Both approaches work. They solve different problems. Let's break them down.
RAG: giving context at query time
RAG doesn't change the model. Instead, it retrieves relevant documents from your data and includes them in the prompt. The model generates an answer grounded in that context.
Advantages:
- No training required: Works with off-the-shelf models (GPT-4, Claude)
- Always current: When you update a document, the system's answers update too
- Auditable: Every answer can be traced back to source documents
- Data stays separate: Your data never enters the model's weights
- Fast to deploy: Days to weeks, not weeks to months
Fine-tuning: changing the model
Fine-tuning takes a pre-trained model and continues training it on your specific data or examples. The model's weights are adjusted to better reflect your domain.
Advantages:
- Consistent style and format: The model learns your tone, terminology, and output patterns
- Faster inference: No retrieval step needed. Knowledge is baked in
- Smaller context needed: The model already "knows" the domain, so prompts can be shorter
- Better for specialised tasks: Classification, extraction, and formatting tasks benefit from fine-tuning
Disadvantages:
- Requires training data (high-quality examples)
- Expensive and time-consuming to train
- Model becomes stale as your data changes and needs retraining
- No source citations, so you can't trace answers to documents
- Still hallucinates.

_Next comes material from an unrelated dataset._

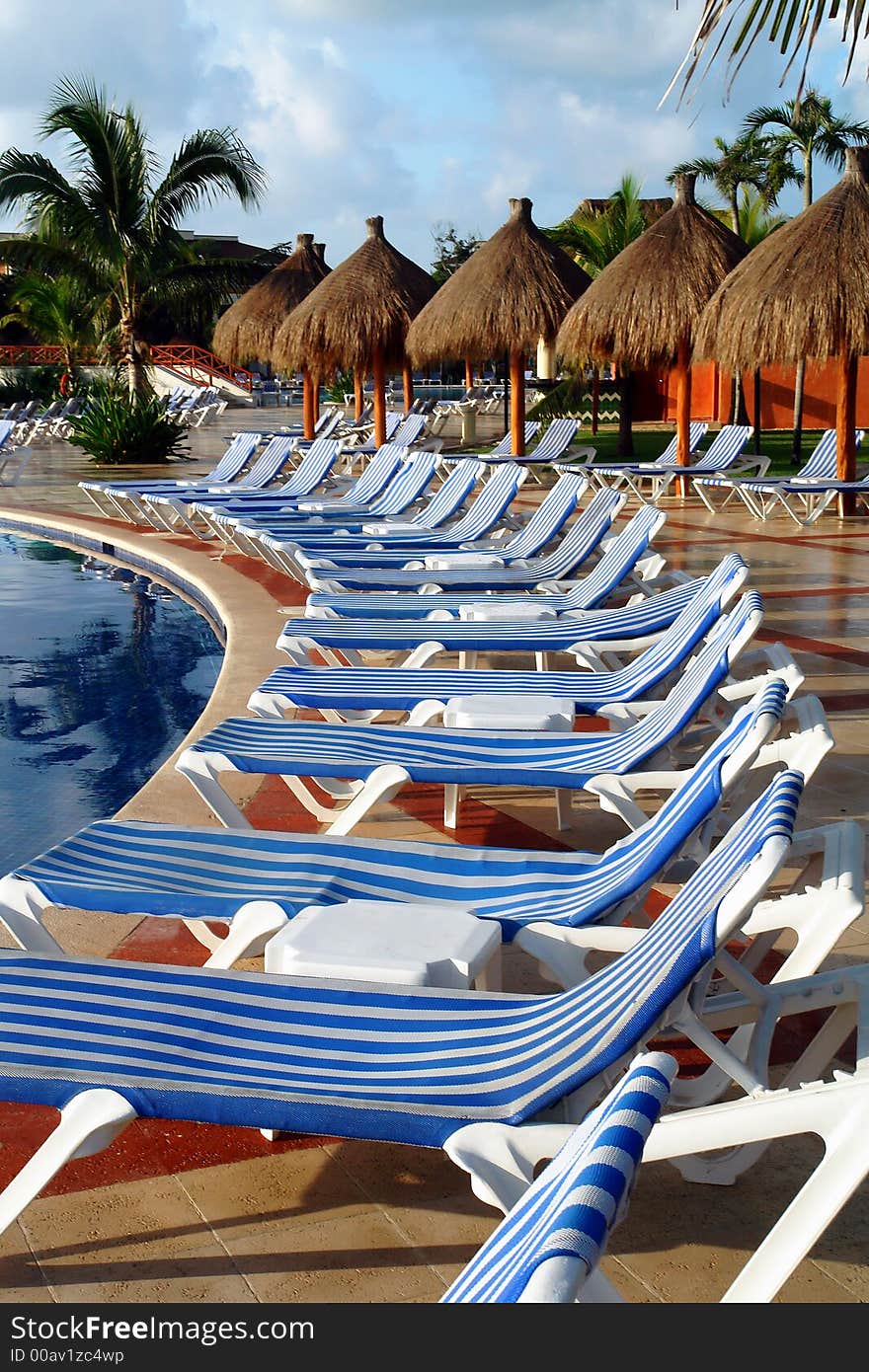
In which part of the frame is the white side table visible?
[265,900,501,991]
[443,696,577,829]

Fine-tuning doesn't eliminate fabrication
Side-by-side comparison
| Factor | RAG | Fine-Tuning |
|---|---|---|
| Setup time | Days to weeks | Weeks to months |
| Training data needed | No (just documents) | Yes (curated examples) |
| Data freshness | Always current | Stale until retrained |
| Source citations | Yes | No |
| Hallucination control | Good (grounded) | Moderate |
| Style/format control | Moderate (via prompting) | Strong |
| Inference cost | Higher (retrieval + generation) | Lower (generation only) |
| Training cost | None | Significant |
| Privacy | Data stays in vector DB | Data enters model weights |
When to use which
Use RAG when:
- You need answers grounded in specific, current documents
- Source attribution and auditability matter
- Your data changes frequently
- You want to keep data separate from the model
- You're building knowledge Q&A, search, or support systems
Use fine-tuning when:
- You need the model to consistently use a specific tone, format, or terminology
- You're building a classifier, extractor, or formatter for a narrow task
- Latency is critical and you can't afford the retrieval step
- You have high-quality training examples and the domain is stable
Our recommendation
For the vast majority of Australian business use cases, start with RAG. It's faster to deploy, easier to maintain, more transparent, and handles 80% of "make AI know about our data" requirements.

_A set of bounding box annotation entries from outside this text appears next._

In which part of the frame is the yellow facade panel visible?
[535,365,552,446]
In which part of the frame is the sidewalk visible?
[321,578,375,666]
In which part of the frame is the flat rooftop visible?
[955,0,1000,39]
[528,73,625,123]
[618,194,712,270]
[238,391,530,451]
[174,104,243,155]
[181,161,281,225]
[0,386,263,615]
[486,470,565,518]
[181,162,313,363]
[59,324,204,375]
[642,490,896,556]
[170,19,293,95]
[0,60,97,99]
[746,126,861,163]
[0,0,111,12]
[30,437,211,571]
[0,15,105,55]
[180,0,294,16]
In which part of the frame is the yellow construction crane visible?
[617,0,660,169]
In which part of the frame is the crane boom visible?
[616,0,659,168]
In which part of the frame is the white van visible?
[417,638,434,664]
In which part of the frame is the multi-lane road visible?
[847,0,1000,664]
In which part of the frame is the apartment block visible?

Fine-tune only when RAG genuinely isn't enough, typically for specialised classification tasks or when you need very specific output formatting that prompting can't achieve.
And you can combine them. Use RAG for knowledge retrieval and a fine-tuned model for the generation layer that produces output in your exact format. Best of both worlds.
Key takeaways
- RAG gives a general model access to your data at query time. Fine-tuning changes the model itself.
- RAG is faster to deploy, easier to update, and keeps your data out of the model weights.
- Fine-tuning is better for teaching the model a specific style, format, or domain language.
- For most business applications, start with RAG. Only fine-tune if RAG genuinely isn't enough.